In summary, adenomas and adenomatous epithelial hyperplasia are the most important precancerous lesions. In clinical practice, timely removal of adenomas can reduce the incidence of colon cancer. Therefore, it is important to actively treat colon polyps and adenomas in middle-aged individuals to prevent the development of colon cancer in later stages of life. Timely treatment of precancerous lesions is of great significance in preventing colon cancer. Familial adenomatous polyposis (FAP) is an autosomal dominant inherited disease, with approximately 50% of children of affected individuals developing the condition. Patients with FAP should receive timely and appropriate treatment, as otherwise, 100% of them will develop colon cancer.
Regions in China such as Jiangsu and Zhejiang are endemic areas for schistosomiasis (also known as Japanese blood fluke disease) and are also high-incidence areas for colon cancer. Approximately 10.8% to 14.5% of advanced schistosomiasis cases develop into colon cancer. In 1974, a study in Zhejiang province reported a colon cancer incidence rate of 44.19 per 100,000 population in areas endemic for schistosomiasis, which is comparable to rates in developed Western countries. Research suggests that long-term deposition of schistosome eggs in the colonic mucosa leads to repeated ulceration, repair, chronic inflammation, and adenomatous hyperplasia, eventually progressing to cancer. In Egypt, 12.5% to 17.34% of colon cancer cases are associated with concurrent infection of schistosomiasis caused by Schistosoma mansoni.
Factors that increase the risk of developing colon cancer include a diet low in fresh vegetables, exposure to radioactive substances, and long-term smoking and alcohol consumption.
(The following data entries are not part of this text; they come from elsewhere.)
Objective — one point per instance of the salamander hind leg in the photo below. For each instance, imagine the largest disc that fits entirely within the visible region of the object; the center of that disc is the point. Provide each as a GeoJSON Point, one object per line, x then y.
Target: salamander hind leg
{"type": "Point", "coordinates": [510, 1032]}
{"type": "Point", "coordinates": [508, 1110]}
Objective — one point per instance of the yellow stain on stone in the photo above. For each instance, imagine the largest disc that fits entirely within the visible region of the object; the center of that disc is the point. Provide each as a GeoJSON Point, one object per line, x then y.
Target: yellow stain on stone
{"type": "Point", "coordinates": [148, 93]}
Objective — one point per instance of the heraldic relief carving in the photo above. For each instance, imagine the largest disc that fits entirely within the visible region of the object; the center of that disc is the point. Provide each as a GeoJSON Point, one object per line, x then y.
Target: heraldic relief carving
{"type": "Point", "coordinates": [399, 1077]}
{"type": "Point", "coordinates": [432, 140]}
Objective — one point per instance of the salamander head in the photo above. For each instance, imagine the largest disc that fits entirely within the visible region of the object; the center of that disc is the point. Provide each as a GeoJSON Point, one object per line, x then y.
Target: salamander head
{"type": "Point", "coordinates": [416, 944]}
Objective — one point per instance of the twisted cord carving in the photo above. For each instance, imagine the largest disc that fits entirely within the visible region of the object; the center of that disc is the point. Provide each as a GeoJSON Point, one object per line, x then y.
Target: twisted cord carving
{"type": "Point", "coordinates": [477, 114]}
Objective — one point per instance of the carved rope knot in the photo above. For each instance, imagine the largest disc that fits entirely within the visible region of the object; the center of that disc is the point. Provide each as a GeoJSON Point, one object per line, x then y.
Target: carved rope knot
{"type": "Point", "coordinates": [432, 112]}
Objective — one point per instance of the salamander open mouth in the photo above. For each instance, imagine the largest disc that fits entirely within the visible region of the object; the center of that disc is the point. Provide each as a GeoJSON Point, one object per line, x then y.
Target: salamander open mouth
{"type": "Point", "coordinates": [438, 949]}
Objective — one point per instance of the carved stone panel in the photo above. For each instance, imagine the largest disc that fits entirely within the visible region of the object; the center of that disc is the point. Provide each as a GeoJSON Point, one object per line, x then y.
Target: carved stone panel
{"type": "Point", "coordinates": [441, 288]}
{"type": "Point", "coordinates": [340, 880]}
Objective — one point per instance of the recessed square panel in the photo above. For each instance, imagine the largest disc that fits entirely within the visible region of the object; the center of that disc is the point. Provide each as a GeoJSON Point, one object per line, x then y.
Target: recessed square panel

Cruciferous vegetables such as cabbage and rapeseed can protect the intestinal mucosa. Another factor associated with colon cancer is pelvic radiation therapy. Patients, especially women, who have undergone radiation therapy for cervical cancer, for example, may develop colon cancer due to the rectum and sigmoid colon being relatively fixed within the pelvis and continuously exposed to high doses of radiation. Most cases occur 10 to 20 years after radiation therapy, and the incidence of colon cancer is higher among these patients compared to the general population. Some studies have also reported a slightly higher incidence of colon cancer among smokers or alcohol drinkers.